Plaintiff claims that when she received her policy, she assumed that because she had applied for monthly disability income, that the carrier had approved her application, but she admitted she could not find these benefits in her policy.

The carrier moved for summary judgment because there was no provision for disability income benefits and no premium had been paid for same. Despite all of this, the trial court found that whether or not her policy included disability income benefits was a fact for the jury to decide. The carrier petitioned the Mississippi Supreme Court for an interlocutory appeal, which it granted.

What Happened?

This year, the Mississippi Supreme Court held that plaintiff’s life insurance policy does not provide monthly disability income benefits. The Court also noted that the plaintiff has an affirmative duty to read an insurance policy and is charged with the knowledge of the terms and conditions of the policy, regardless of whether or not they actually read the policy. The Court found that it was obvious that the carrier had delivered a policy to the plaintiff that had a premium waiver rider instead of the disability income rider. The Court noted that an application for insurance is not a contract, but rather is an offer to contract. The insurer may accept or reject the application or may state the terms on which it will offer insurance. When an insurer issues a policy that varies from the application, it is a counter-offer, which the applicant may either accept or reject. The insurer sent plaintiff a policy without the requested disability income rider. She had the policy in her possession and an affirmative duty to read it. She did not reject or return the policy. Instead, she made payments for approximately three years. The Court held that the plaintiff had accepted the carrier’s counter-offer.

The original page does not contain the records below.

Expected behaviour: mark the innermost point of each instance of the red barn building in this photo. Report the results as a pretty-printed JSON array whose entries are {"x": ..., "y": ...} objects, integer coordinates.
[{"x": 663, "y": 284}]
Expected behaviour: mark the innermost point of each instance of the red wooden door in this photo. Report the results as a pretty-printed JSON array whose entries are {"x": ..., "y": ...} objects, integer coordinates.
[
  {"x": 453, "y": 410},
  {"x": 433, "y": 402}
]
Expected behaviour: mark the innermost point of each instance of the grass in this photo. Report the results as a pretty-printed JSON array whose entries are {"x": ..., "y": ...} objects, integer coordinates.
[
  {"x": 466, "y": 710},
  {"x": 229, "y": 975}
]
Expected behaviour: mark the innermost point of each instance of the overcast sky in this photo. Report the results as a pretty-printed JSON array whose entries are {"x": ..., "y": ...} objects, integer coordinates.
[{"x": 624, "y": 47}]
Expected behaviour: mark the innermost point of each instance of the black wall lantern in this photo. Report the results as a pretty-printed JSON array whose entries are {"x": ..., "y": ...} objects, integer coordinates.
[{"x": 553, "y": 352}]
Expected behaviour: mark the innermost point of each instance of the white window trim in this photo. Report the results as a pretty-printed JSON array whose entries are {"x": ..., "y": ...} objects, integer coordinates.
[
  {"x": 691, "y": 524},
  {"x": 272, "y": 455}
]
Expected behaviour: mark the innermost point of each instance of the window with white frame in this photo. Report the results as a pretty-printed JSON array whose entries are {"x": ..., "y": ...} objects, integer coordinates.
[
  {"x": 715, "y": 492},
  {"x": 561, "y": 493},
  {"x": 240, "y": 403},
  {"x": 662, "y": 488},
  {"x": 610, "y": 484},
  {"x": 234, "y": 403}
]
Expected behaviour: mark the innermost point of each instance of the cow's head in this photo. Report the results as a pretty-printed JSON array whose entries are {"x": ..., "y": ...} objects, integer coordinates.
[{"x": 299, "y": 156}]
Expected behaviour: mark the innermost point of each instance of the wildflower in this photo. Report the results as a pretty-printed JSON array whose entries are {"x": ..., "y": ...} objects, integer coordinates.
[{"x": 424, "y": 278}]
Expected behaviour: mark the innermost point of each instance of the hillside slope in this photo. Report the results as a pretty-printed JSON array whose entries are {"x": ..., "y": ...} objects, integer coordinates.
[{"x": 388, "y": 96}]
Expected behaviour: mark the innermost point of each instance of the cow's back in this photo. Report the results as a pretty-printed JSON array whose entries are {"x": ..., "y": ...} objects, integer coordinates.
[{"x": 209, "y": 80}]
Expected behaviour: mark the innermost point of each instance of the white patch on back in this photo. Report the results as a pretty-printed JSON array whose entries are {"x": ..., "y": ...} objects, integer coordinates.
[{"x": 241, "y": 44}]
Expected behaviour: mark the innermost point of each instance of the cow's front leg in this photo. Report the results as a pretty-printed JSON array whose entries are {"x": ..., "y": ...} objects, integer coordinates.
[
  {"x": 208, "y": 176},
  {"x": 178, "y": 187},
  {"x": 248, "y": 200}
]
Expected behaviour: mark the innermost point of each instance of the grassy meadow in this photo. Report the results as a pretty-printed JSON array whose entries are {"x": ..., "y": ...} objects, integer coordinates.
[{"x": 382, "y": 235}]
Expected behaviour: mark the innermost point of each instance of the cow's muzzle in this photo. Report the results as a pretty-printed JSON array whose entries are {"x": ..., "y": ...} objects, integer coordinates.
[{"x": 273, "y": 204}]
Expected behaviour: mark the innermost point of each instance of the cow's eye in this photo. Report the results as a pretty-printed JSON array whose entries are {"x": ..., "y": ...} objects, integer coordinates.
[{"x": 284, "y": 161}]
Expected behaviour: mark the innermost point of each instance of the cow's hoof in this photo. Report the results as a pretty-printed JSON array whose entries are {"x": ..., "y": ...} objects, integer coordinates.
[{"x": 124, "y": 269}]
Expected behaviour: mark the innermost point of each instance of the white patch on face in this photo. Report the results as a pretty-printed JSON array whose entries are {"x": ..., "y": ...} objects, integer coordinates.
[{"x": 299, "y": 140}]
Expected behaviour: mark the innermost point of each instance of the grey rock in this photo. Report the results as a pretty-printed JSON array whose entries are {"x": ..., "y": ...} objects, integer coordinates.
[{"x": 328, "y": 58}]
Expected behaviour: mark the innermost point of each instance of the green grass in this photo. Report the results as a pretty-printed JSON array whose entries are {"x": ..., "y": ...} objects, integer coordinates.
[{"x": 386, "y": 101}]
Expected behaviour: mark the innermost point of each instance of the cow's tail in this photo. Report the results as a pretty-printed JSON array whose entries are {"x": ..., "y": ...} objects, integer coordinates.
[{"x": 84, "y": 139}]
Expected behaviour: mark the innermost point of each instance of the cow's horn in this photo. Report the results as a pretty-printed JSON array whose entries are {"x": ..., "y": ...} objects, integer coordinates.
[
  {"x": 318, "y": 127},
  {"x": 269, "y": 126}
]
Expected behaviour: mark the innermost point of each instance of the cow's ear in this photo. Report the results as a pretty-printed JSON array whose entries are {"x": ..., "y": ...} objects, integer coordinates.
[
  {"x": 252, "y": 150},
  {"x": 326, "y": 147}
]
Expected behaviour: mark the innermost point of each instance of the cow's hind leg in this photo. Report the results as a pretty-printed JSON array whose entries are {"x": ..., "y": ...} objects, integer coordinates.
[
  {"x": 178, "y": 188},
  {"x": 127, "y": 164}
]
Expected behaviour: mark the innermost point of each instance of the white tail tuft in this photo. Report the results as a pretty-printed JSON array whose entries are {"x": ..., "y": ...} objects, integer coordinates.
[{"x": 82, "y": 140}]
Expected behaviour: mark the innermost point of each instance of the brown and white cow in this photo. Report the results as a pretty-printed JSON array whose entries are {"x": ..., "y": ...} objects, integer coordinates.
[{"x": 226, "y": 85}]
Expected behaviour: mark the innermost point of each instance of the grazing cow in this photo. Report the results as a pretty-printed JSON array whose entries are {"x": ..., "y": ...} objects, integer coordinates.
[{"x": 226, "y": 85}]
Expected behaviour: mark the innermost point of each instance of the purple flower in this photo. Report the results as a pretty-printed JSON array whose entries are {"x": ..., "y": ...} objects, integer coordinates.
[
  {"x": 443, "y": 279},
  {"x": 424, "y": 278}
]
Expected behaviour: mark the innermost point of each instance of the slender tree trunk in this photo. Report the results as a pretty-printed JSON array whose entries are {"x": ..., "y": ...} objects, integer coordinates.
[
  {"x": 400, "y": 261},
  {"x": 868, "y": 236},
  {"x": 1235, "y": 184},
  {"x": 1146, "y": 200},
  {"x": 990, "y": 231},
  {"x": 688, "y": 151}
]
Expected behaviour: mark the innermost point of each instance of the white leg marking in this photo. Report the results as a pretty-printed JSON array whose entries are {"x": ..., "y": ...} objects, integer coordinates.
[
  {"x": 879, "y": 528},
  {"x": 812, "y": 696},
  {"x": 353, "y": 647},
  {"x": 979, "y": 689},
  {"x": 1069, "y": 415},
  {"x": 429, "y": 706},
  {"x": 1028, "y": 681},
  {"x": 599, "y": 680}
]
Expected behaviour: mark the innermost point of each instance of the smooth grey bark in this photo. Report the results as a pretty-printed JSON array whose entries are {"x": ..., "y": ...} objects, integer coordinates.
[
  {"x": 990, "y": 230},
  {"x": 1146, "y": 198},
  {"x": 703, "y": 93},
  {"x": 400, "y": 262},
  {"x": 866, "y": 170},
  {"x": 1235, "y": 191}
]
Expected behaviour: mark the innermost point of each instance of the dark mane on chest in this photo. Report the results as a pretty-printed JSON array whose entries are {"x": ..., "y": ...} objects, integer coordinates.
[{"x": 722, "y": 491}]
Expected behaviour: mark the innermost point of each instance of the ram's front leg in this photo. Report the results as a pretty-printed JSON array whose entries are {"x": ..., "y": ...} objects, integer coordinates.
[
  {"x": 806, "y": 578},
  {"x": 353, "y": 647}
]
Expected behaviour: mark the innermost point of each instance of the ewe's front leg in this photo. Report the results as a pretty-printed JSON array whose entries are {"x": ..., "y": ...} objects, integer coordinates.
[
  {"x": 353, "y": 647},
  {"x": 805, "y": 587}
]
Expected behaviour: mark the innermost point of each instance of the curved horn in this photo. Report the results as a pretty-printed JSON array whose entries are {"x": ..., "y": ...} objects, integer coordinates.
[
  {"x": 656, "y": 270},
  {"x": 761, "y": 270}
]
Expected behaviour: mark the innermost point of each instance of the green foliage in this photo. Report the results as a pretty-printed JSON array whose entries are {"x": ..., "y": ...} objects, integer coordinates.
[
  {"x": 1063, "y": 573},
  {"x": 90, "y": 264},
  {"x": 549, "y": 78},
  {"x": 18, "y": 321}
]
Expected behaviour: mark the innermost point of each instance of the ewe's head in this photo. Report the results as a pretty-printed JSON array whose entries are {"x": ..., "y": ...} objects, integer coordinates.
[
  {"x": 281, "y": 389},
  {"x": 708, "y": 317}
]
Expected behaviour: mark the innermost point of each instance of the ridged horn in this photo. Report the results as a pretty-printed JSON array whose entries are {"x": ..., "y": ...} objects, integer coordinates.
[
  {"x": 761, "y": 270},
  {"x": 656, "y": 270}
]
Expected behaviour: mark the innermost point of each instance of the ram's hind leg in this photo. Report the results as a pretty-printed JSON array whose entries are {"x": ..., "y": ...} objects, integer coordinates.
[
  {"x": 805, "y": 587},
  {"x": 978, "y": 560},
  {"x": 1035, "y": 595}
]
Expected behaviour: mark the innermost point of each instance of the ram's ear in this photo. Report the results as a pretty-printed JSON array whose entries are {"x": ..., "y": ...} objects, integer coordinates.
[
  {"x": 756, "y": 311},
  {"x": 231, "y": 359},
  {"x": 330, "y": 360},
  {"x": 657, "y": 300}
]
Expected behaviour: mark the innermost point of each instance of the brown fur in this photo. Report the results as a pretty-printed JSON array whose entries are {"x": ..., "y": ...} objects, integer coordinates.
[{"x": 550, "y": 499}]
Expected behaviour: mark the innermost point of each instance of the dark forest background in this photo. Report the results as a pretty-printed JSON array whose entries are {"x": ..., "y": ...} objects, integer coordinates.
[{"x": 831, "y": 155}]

As it relates to the agent, the Court noted that it has consistently held that insureds who possess a policy that contradicts an agent’s representations, cannot rely on the agent’s representations to create coverage, when none exists. Even if it is assumed that the agent misrepresented the plaintiff’s policy would contain a disability income rider, the plaintiff is bound by the actual policy she accepted and entered into, one which did not contain a disability income rider.

Lessons Learned:

  • Create proof or evidence that the insured was delivered an entire copy of their policy. I am astounded at how many times claims are made, in this day and time, where there is no proof of delivery of a policy. Many times, proof of policy delivery can be the best defense to an errors and omissions claim that an insurance agent can have, for the reasons explained in this case. In most cases, when an insured has an uncovered loss, they are going to claim that they wanted some other type of coverage that would have provided coverage for their loss. If we can show that they had a copy of the policy, the law imposes on them a duty to read it and to be charged with the knowledge of the terms and conditions. If the claim is clearly excluded, then there should be no valid claim against the agent.

  • For best practices, in a case such as this, the agent should have definitely contacted the insured and documented the discussion about the disability income rider issue.

The names of all parties and all case citations have been omitted to preserve anonymity of the parties.